A Novel Practical Approach to Borehole Breathing Investigation in Naturally Fractured Formations

Abstract

Abstract Occurrence of reversible mud losses and gains while drilling in naturally fractured formations is of primary concern. Borehole breathing can greatly complicate the already difficult practice of fingerprinting the changes in the return flow profile, hence undermining the reliability of kick detection. Issues can also derive from misdiagnosing a kick and attempting to kill a breathing well. The objective of this work is to correctly address the phenomenon and increase insights of its physical characterization. The fluid progressively flows in and out of fractures as a consequence of three mechanisms: (1) bulk volume deformation, (2) fluid compressibility, and (3) fracture aperture variation. To represent this complex scenario, a model involving a continuously distributed fracture network is developed. A time-dependent, one-dimensional dual-poroelastic approach is coupled with a variable fracture aperture and a passive porous phase. Finite fracture length is considered and no limitation on the number of fractures is posed.
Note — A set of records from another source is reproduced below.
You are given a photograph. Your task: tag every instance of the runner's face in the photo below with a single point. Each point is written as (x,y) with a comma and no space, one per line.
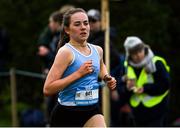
(79,27)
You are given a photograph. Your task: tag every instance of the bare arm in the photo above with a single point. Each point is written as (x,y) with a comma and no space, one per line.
(54,81)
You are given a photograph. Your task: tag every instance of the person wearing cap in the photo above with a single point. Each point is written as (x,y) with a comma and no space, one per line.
(147,82)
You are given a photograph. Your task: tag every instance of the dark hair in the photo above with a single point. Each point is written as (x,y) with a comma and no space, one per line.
(64,37)
(57,17)
(136,49)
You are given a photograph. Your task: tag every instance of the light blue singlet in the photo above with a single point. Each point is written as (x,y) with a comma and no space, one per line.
(84,91)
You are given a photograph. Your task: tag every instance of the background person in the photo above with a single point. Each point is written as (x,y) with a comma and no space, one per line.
(147,82)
The latter permits us to analyze long open-hole sections intersecting several fissures, which is a more realistic approach than the available single fracture models. The proposed model is able to quantify pressure distribution in fractures and pores, together with the flow rate entering or exiting the fractures. When the fissured space is reduced to zero and incompressible bulk volume is considered, the solution reduces to that of classical reservoir engineering. A sensitivity analysis is performed on the physical properties of the formation and the drilling fluid. The latter provides a deeper insight on the factors that significantly influence breathing phenomena (i.e. drilling fluid weight, rheology and formation mechanical properties). Furthermore, a very useful application of the model is proposed by suggesting its application as a breathing discriminator during kick diagnosis. The shut-in drill pipe pressure, recorded from a real kick, has been compared to one caused by a simulated breathing case. Although the two SIDPPs show great similarities, the correct modelling of breathing can significantly help the identification of the major differences between a kick and breathing. Altogether, a comprehensive in-depth characterization of borehole breathing can help with kick diagnosis and can be used to effectively design unconventional drilling techniques such as Managed Pressure Drilling.